Will surgery be required?
There are various acceptable treatment protocols that are in use at different craniofacial centers. Most patients with crouzon syndrome will need cranial vault reconstruction as an infant, to expand the skull and improve the shape. Orbital and forehead surgery can be finalized between ages 5 and 7. Jaw reconstruction is preferably delayed until the teenage years. On occasion ear tubes are necessary to assist with ear fluid drainage. These procedures are coordinated with child growth and development to maximize results and minimize risks.
What else should I know?
Most patients with Crouzon Syndrome are otherwise normal, and can attend regular schools and colleges. But even after surgical correction, they will have physical characteristics that are common for their syndrome. Conversations about facial differences, and acceptable social interactions regarding teasing and bullying are important to have as a family, and possibly with a therapist. This can maximize self esteem, and decrease risks of depression. Surgery is no substitute for thoughtful upbringing and intelligent conversation, so that everyone has realistic expectations regarding outcomes.
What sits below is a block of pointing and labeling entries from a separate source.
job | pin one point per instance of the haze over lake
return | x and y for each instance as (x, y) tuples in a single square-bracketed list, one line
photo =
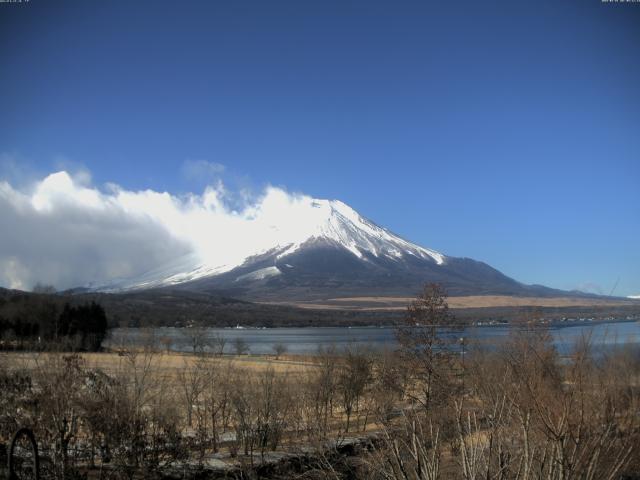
[(309, 339)]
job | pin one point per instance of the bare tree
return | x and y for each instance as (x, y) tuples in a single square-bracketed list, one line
[(422, 344)]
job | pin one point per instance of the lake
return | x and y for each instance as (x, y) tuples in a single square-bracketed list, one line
[(307, 340)]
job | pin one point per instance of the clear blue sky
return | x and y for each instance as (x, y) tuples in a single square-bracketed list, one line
[(504, 131)]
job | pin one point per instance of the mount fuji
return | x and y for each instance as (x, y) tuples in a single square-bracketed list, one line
[(324, 249)]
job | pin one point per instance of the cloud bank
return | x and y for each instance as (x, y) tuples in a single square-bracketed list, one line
[(65, 232)]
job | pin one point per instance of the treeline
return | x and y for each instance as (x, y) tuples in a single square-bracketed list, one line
[(515, 411), (42, 321)]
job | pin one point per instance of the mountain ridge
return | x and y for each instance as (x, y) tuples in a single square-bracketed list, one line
[(324, 249)]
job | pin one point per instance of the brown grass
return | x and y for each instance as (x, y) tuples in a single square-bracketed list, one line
[(471, 301)]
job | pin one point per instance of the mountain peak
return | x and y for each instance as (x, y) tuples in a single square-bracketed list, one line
[(282, 230)]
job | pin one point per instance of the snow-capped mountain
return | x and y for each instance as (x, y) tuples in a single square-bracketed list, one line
[(325, 249)]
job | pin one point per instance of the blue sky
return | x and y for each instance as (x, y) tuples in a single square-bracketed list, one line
[(504, 131)]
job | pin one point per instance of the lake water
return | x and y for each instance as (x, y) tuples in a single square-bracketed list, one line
[(308, 340)]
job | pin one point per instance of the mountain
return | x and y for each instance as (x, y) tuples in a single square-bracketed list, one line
[(327, 250)]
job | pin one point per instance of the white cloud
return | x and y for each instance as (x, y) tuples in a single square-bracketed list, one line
[(65, 232)]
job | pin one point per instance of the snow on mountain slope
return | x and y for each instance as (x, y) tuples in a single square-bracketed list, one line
[(285, 231)]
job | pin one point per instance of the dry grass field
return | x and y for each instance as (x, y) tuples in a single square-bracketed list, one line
[(472, 301)]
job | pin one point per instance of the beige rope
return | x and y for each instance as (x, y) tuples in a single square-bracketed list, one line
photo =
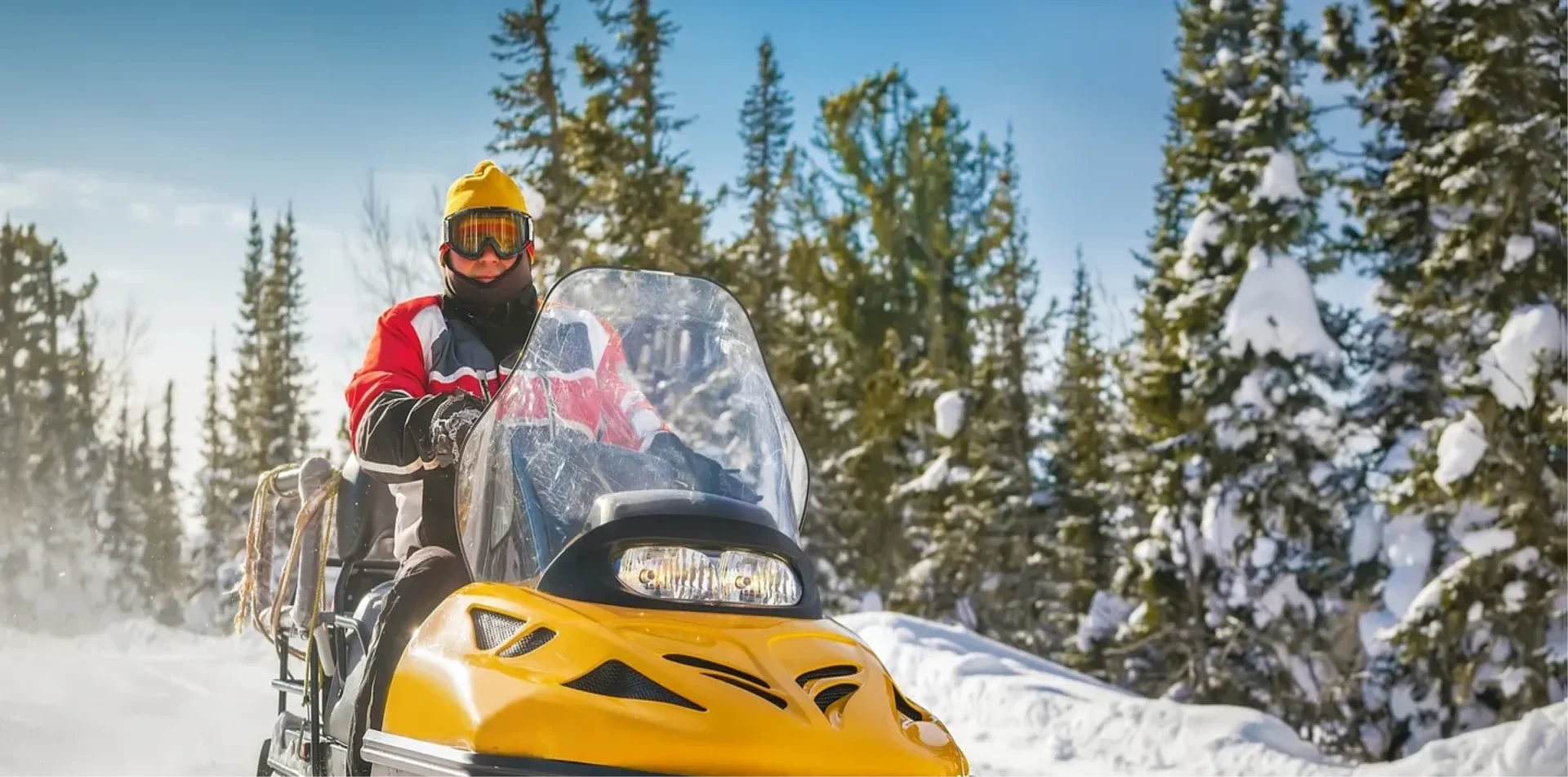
[(253, 540), (257, 562)]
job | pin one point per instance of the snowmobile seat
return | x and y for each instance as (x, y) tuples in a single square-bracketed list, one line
[(347, 688), (364, 523), (366, 514)]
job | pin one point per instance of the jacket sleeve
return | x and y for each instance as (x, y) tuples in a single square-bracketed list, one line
[(390, 409), (629, 419)]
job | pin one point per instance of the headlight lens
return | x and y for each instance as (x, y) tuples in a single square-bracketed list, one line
[(688, 575)]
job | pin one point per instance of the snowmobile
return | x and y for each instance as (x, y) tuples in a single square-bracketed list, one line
[(626, 618)]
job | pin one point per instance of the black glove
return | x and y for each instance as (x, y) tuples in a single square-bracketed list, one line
[(451, 426), (707, 476)]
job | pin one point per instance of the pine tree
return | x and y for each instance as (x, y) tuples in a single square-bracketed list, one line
[(122, 525), (223, 528), (247, 400), (1244, 534), (758, 261), (284, 373), (537, 124), (160, 545), (1080, 473), (647, 211), (49, 557), (1015, 598), (1462, 203)]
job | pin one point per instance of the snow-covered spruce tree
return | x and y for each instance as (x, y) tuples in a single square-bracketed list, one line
[(122, 518), (1164, 633), (540, 127), (247, 382), (1250, 540), (160, 547), (896, 226), (49, 451), (1463, 209), (1017, 594), (284, 378), (753, 267), (1082, 553), (647, 211)]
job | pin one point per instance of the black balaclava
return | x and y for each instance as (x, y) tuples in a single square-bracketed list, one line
[(502, 310)]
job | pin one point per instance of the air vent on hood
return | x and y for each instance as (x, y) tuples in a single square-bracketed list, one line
[(825, 674), (763, 694), (712, 666), (623, 681), (492, 630), (533, 641), (833, 694)]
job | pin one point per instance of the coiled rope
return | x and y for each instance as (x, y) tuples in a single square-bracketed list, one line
[(259, 556)]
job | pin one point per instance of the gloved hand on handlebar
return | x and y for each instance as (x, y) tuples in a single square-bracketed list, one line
[(451, 426), (709, 476)]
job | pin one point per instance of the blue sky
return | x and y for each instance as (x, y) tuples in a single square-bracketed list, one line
[(149, 127)]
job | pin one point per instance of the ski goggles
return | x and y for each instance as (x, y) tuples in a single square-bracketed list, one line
[(468, 233)]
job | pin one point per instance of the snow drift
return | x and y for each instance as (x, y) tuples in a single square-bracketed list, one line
[(143, 700)]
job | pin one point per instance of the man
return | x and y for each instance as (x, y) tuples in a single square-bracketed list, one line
[(433, 364)]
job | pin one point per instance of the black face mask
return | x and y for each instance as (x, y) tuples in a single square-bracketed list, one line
[(499, 291), (502, 310)]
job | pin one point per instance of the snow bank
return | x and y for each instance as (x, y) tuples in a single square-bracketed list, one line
[(1535, 746), (1275, 310), (1017, 715), (134, 700), (168, 703)]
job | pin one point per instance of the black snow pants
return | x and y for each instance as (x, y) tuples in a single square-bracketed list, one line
[(422, 583)]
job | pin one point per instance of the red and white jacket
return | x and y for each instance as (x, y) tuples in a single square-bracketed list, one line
[(419, 355)]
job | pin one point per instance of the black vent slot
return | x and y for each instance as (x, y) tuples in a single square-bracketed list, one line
[(623, 681), (755, 690), (710, 666), (831, 694), (491, 628), (825, 674), (905, 708), (533, 641)]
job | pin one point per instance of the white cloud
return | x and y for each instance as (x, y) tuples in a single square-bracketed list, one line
[(24, 189)]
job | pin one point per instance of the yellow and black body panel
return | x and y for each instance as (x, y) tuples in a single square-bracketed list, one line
[(510, 680)]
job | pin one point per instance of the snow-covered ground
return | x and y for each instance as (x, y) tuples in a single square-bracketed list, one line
[(141, 700)]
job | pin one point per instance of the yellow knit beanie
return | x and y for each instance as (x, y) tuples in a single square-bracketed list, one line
[(487, 187)]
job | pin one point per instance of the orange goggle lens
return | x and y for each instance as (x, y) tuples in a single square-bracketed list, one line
[(509, 231)]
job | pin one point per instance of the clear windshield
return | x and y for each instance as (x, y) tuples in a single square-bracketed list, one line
[(630, 382)]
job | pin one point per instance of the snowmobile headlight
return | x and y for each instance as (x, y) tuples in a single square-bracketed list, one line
[(666, 572)]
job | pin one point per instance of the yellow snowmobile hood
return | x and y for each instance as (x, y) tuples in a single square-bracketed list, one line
[(514, 677)]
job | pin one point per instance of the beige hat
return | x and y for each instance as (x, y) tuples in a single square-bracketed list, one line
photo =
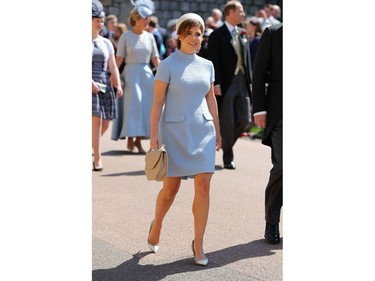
[(189, 16)]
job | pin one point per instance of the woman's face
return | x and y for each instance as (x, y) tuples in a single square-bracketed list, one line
[(191, 43), (143, 22), (97, 24)]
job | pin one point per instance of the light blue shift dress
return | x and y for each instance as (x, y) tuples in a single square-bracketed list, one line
[(186, 126)]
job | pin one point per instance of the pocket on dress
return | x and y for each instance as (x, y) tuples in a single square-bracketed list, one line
[(208, 116), (174, 118)]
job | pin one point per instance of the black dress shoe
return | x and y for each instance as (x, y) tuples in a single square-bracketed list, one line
[(230, 166), (272, 233), (96, 169)]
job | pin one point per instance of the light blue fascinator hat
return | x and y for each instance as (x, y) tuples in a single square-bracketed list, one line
[(145, 8)]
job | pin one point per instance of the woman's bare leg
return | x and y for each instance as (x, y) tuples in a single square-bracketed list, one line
[(201, 206), (164, 201), (96, 132)]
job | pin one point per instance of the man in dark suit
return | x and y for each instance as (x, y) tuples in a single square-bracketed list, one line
[(228, 52), (267, 109)]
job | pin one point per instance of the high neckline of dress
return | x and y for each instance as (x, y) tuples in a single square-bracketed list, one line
[(184, 55)]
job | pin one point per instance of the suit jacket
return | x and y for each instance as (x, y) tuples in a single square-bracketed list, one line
[(268, 68), (223, 55)]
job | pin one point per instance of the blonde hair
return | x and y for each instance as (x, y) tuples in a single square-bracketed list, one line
[(133, 17)]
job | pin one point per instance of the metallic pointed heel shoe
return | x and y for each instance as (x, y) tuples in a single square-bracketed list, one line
[(203, 261), (154, 248)]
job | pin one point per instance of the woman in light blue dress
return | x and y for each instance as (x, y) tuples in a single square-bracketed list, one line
[(184, 117), (136, 47)]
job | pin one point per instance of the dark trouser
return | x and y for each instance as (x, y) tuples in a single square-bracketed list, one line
[(274, 189), (234, 114)]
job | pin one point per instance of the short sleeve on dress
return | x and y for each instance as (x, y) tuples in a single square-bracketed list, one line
[(162, 72)]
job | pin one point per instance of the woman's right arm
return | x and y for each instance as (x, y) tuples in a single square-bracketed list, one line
[(95, 87), (160, 90)]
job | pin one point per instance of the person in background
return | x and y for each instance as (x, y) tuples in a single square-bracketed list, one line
[(254, 32), (136, 48), (263, 19), (120, 29), (103, 96), (217, 15), (230, 57), (268, 114), (210, 23), (276, 13), (184, 117), (163, 31), (268, 8), (110, 24)]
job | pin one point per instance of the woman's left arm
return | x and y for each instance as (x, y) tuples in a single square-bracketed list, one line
[(212, 107), (115, 75)]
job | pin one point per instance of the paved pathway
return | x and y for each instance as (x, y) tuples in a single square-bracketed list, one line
[(123, 203)]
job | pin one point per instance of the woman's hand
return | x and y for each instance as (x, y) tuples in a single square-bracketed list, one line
[(119, 91), (154, 142)]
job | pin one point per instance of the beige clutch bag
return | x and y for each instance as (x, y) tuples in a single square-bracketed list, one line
[(156, 163)]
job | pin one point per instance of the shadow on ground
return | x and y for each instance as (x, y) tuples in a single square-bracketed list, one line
[(132, 270)]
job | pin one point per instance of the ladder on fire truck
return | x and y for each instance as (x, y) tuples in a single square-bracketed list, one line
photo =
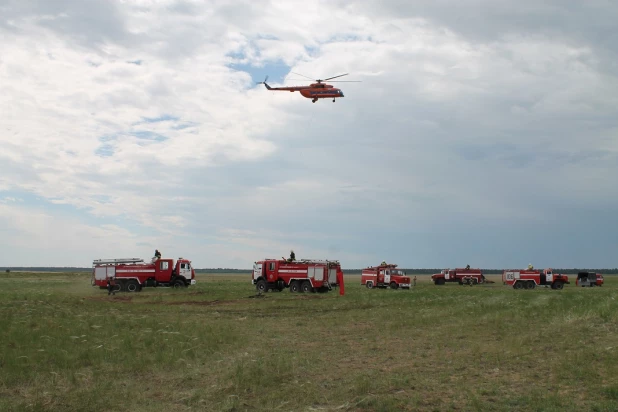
[(323, 262), (116, 261)]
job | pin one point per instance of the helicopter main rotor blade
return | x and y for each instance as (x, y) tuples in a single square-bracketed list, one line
[(334, 77)]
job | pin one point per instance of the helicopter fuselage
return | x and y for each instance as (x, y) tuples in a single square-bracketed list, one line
[(314, 91)]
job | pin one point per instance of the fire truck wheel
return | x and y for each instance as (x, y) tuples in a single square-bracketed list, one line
[(261, 286), (306, 287), (132, 286)]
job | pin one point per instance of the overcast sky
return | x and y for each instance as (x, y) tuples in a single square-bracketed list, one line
[(484, 132)]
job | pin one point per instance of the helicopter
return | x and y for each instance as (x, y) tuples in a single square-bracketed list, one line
[(314, 91)]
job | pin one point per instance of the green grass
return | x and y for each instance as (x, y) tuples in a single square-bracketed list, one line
[(65, 345)]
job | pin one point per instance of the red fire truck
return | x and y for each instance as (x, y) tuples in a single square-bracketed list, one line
[(589, 279), (305, 275), (131, 274), (463, 276), (529, 279), (384, 276)]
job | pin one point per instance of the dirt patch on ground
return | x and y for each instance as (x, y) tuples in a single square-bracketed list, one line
[(203, 302)]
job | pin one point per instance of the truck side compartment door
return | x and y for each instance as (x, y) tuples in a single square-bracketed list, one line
[(163, 271), (257, 270)]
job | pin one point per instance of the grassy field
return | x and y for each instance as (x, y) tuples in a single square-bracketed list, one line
[(65, 345)]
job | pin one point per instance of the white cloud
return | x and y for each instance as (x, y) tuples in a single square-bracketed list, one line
[(453, 124)]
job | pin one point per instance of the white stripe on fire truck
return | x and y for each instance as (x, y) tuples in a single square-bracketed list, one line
[(134, 271)]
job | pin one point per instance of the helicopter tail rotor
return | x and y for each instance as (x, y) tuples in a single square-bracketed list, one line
[(264, 83)]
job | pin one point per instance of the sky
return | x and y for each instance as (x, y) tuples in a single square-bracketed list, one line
[(480, 132)]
All surgeries carry risks of complications. But the greatest risk is that which comes with unrealistic expectations. Patients with craniofacial differences are at high risk for depression and PTSD. It is important to discuss thoroughly with your surgeon and team the reasons for the proposed surgery, the anticipated gains as well as possible risks. Only then can you make an educated decision about whether you should proceed with surgery. Most people don’t realize, but almost all surgeries for Crouzon Syndrome are elective. So, think hard, ask lots of questions, and involve your family.
What questions should I ask?
Am I being treated by an ACPA recognized craniofacial center?
How many patients like me/ my loved one are treated here?
Is my surgeon thoughtful/ approachable/ easy to contact with questions?
Will my surgeon be doing the operation, or one of their students?
What are the risks of this operation?
What are the benefits of this operation?
What if I decide not to have surgery? What will happen?
What if I have a problem after hours? Who will be there for me?